To many Israelis, these killings are proof that the uprising is merely a brutish expression of Palestinian hostility. But that attitude ignores the fundamental accomplishments of the intifadeh. Two years of prime-time revolt have wrought an extraordinary shift in international, and especially U.S., public opinion, convincing many of Israel's supporters that the Jewish nation's continued rule over 1.7 million Arabs is dangerous and absurd. And after decades of serving as pawns for larger powers, the Palestinians in the West Bank and Gaza have taken control of the Arab struggle against Israel, forcing the rest of the Arab world to play catch-up. Jordan's King Hussein took his cue last year by revoking his claim to the West Bank. Last December P.L.O. Chairman Yasser Arafat made capital out of the uprising by renouncing terrorism and recognizing Israel's right to exist.
Arafat's excruciating conversion earned the P.L.O. a dialogue with Washington, but brought on nightmares in Jerusalem. Pressure mounted from the Bush Administration and American Jews, and Israeli Prime Minister Yitzhak Shamir finally countered with an initiative last spring that calls for elections among Palestinians in the territories. Representatives chosen there would negotiate a period of autonomy with Israel, to be followed by the promise of talks on a final settlement.
Jerusalem has been in the middle of a game of hot potato ever since. The main obstacle: how to assemble a Palestinian delegation that gives Arafat a voice but allows Israel to pretend that the P.L.O. is not party to negotiations. So far, no formula has been found. While the U.S. is growing impatient with Shamir's delaying tactics, President Bush appears unwilling to expend his political capital by pressuring Shamir. Privately, many U.S. officials have concluded that Shamir is incapable of compromise.
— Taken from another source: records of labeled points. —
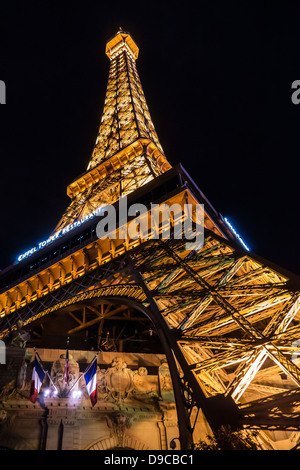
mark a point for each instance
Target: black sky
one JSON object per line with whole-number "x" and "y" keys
{"x": 217, "y": 78}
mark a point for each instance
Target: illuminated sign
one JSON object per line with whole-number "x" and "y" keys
{"x": 236, "y": 234}
{"x": 58, "y": 234}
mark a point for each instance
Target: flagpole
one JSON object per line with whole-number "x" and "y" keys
{"x": 83, "y": 373}
{"x": 46, "y": 372}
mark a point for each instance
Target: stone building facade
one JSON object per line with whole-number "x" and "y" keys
{"x": 135, "y": 407}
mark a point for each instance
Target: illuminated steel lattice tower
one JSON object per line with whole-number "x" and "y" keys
{"x": 228, "y": 320}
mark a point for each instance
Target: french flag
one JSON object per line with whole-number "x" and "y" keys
{"x": 38, "y": 375}
{"x": 91, "y": 382}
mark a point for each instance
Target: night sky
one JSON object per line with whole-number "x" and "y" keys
{"x": 217, "y": 78}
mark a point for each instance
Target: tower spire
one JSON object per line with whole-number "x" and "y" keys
{"x": 126, "y": 117}
{"x": 127, "y": 152}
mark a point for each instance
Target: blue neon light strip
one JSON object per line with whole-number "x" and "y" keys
{"x": 236, "y": 234}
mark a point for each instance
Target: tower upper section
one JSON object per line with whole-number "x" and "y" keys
{"x": 126, "y": 116}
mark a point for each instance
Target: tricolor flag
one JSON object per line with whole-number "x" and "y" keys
{"x": 38, "y": 375}
{"x": 91, "y": 381}
{"x": 67, "y": 368}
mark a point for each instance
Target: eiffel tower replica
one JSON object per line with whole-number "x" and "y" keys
{"x": 226, "y": 319}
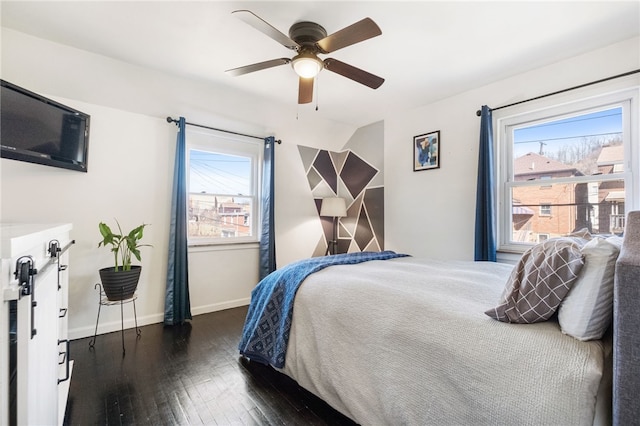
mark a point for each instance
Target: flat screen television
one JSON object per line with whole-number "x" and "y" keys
{"x": 39, "y": 130}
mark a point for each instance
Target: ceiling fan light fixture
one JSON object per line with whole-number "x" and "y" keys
{"x": 307, "y": 65}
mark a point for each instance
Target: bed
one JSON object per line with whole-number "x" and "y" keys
{"x": 408, "y": 341}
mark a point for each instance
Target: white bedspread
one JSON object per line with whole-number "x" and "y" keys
{"x": 406, "y": 342}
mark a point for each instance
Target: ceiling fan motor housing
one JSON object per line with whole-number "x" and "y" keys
{"x": 306, "y": 33}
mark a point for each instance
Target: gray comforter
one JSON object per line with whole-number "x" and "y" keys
{"x": 406, "y": 342}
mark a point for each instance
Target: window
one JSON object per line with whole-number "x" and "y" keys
{"x": 565, "y": 168}
{"x": 223, "y": 188}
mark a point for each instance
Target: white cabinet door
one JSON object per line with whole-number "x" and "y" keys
{"x": 38, "y": 373}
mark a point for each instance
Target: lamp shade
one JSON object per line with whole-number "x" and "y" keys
{"x": 306, "y": 66}
{"x": 333, "y": 207}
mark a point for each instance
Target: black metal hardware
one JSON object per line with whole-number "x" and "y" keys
{"x": 54, "y": 248}
{"x": 66, "y": 360}
{"x": 25, "y": 270}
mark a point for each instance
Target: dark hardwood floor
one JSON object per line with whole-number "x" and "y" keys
{"x": 189, "y": 374}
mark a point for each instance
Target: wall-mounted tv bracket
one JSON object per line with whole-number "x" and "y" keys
{"x": 25, "y": 270}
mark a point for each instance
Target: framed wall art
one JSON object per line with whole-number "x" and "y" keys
{"x": 426, "y": 151}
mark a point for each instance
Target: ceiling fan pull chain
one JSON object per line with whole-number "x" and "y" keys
{"x": 316, "y": 90}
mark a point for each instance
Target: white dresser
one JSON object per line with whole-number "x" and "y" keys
{"x": 35, "y": 369}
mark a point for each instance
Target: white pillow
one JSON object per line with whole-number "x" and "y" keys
{"x": 586, "y": 311}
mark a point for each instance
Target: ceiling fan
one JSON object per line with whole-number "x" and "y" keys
{"x": 309, "y": 39}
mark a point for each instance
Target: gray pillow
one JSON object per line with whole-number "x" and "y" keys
{"x": 539, "y": 281}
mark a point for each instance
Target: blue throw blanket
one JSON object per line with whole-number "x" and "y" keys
{"x": 266, "y": 329}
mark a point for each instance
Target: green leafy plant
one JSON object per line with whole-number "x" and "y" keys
{"x": 122, "y": 245}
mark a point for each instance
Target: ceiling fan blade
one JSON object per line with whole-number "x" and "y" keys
{"x": 305, "y": 90}
{"x": 264, "y": 27}
{"x": 354, "y": 33}
{"x": 355, "y": 74}
{"x": 257, "y": 67}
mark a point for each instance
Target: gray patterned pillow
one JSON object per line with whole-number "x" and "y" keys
{"x": 540, "y": 280}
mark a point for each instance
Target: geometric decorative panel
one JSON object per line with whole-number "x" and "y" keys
{"x": 348, "y": 175}
{"x": 344, "y": 174}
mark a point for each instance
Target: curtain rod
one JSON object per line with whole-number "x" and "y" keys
{"x": 173, "y": 120}
{"x": 479, "y": 113}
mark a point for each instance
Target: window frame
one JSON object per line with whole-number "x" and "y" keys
{"x": 218, "y": 142}
{"x": 555, "y": 109}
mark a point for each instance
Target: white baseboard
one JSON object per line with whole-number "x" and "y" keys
{"x": 109, "y": 327}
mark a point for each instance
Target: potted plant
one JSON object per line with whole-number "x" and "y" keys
{"x": 120, "y": 281}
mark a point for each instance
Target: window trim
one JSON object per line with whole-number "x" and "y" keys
{"x": 572, "y": 103}
{"x": 229, "y": 144}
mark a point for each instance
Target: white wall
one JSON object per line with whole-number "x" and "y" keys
{"x": 432, "y": 213}
{"x": 130, "y": 173}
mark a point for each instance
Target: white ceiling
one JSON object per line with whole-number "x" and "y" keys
{"x": 427, "y": 50}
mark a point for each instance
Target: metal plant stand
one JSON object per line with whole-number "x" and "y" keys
{"x": 104, "y": 301}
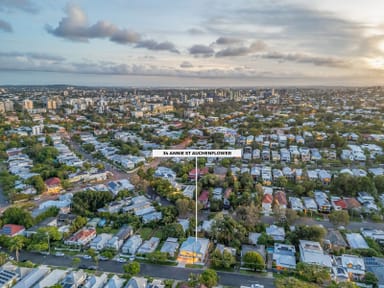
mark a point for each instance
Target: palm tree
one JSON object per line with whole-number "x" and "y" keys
{"x": 16, "y": 244}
Most Israelis have grown inured to the disturbances. Except for annual stints in the reserves, few ever come into contact with the violence. "We've simply got used to the intifadeh," says Joseph Alpher, deputy head of the Jaffee Center for Strategic Studies in Tel Aviv. "The hardships are not unbearable." But the insidious effects are profound, and may eventually force Israel to choose between the territorial claims of its more extreme politicians and sheer self-preservation.
Israeli moderates warn that the occupation is corrupting both the army and society. Says Israeli author David Grossman, whose 1988 book, The Yellow Wind, limned the destructive effect on Israel's soul of the continued occupation of the West Bank: "We are training our youngsters to be cruel and brutal. They bring that back home."
Israel's growing number of hard-liners remain unsatisfied with what they see as the army's insufficiently tough approach. Complains Noam Arnon, a spokesman for settlers in Hebron: "This is a war, but the army treats it like a minor disturbance." Yuval Ne'eman, a right-wing Knesset member and advocate of annexation, accuses the government of outright appeasement. "We're moving in the direction of giving up land," he says. "The Arabs have brought Mr. Shamir to his knees."
Few Palestinians would agree. Without some movement in the peace process, they may soon conclude that further violence is the only way to force a political breakthrough. Says Grossman: "I'm afraid things will have to get much worse before they improve. I'm afraid it will have to become a violent crisis." That would suit both Arab and Jewish extremists just fine. Israeli hawks have been waiting for an excuse to pull out the heavy artillery, and Arab radicals are eager to renew their holy war. As the intifadeh enters its third year, both sides seem poised for nothing more than further bloodshed.